# Craftsman 9HP starter issue



## mtamaku (Feb 6, 2014)

Hello:
I have a Craftsman 27" C950-52420 model, I trired to start the engine with the electric starter switch for first time this winter. It crancked the engine and then now it is not doing that. I only get some noise of some parts moving but that big cranck is not there anymore. Is that due to may be starter is gone or some belt that starts the engine inside broken ? This one has Tecumseh 9HP 4 cycle engine. The other thing was I changed the oil just before the start. How do I ensure that it is not the starter. I do get some noise when that red button is pressed and not completely dead.
Did I pressed the button too long ?

Please help the new member here.

I would really appreciate your time.

Thank you.


----------



## Kiss4aFrog (Nov 3, 2013)

You could also just do a search and find your problem solved here or youtube. http://www.snowblowerforum.com/foru...iscussion/7242-electric-starter-sticking.html

You should check to make sure the starter is bolted down tight to the engine.

The starter gear directly contacts the inside of the flywheel. There is no belt or anything else involved in the starters operation.

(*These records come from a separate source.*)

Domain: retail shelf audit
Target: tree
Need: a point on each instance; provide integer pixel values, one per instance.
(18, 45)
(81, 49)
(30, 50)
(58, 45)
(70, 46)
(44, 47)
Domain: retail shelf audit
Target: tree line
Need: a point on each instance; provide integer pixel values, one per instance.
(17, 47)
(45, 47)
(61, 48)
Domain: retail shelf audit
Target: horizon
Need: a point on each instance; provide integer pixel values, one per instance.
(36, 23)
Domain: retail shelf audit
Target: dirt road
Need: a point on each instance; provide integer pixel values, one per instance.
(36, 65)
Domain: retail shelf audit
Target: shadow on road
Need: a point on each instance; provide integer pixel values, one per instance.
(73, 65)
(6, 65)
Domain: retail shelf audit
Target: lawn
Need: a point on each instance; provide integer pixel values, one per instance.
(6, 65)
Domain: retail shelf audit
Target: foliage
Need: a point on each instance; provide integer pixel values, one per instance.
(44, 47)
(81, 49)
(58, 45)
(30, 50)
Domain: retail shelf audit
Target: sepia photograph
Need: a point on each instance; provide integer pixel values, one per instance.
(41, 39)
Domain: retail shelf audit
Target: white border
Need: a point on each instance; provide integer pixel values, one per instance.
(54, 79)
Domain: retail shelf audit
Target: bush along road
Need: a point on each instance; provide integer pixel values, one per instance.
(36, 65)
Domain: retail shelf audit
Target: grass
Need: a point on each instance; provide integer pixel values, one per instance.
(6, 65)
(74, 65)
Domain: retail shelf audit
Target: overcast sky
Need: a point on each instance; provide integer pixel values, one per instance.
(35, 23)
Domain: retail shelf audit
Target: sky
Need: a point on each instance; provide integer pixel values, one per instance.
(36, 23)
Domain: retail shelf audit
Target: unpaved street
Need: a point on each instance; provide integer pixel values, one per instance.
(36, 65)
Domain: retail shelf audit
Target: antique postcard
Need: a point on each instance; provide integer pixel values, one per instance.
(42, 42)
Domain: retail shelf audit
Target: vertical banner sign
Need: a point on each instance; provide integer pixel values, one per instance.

If you remove the starter you can put a little lubrication on the shaft the starter gear spins on. When you press the starter button the starter motor starts to spin and the gear is pushed out to the end of the shaft to engage the flywheel. As they get older the lube can dry up and then the gear doesn't extend properly and all you hear is a much lighter buzz from the starter motor spinning very fast without turning the engine.


----------



## Grunt (Nov 11, 2013)

Are you able to spin the engine with the recoil starter? Double check your oil level, to full is almost as bad as to low. Try removing the starter from the engine and see if it will spin. You could have damaged the starter if you ran it continuously for to long.


----------



## mtamaku (Feb 6, 2014)

Hello:
Any suggestion on what lubrication to use ? would engine oil work or needs a special brand or something ?

I will have to open up and see what is happening. It sounds like both may be lubricatrion on shaft of low oil as I changed the oil recently from the completly drained engine from the summer time. I will update you guys how it goes. 

But good to know that it is fixable and not that the engine is dead.

Those DOnyboy vids are excellent source !!

Thanks you so much for help here. Really Appreciated.


----------



## Kiss4aFrog (Nov 3, 2013)

For the starter shaft synthetic wheel bearing grease, just enough for a light film. I've had an intermittent problem with my Troys starter not engaging and last night in the zero degree weather it was just too cold to try and spread grease so I put a couple drops of engine oil on the shaft and worked it a bit and put a couple more until it looked wet. This summer when I can use my fingers I'll apply a bit of grease.


----------



## Shryp (Jan 1, 2011)

I would stick with oil and not grease.


----------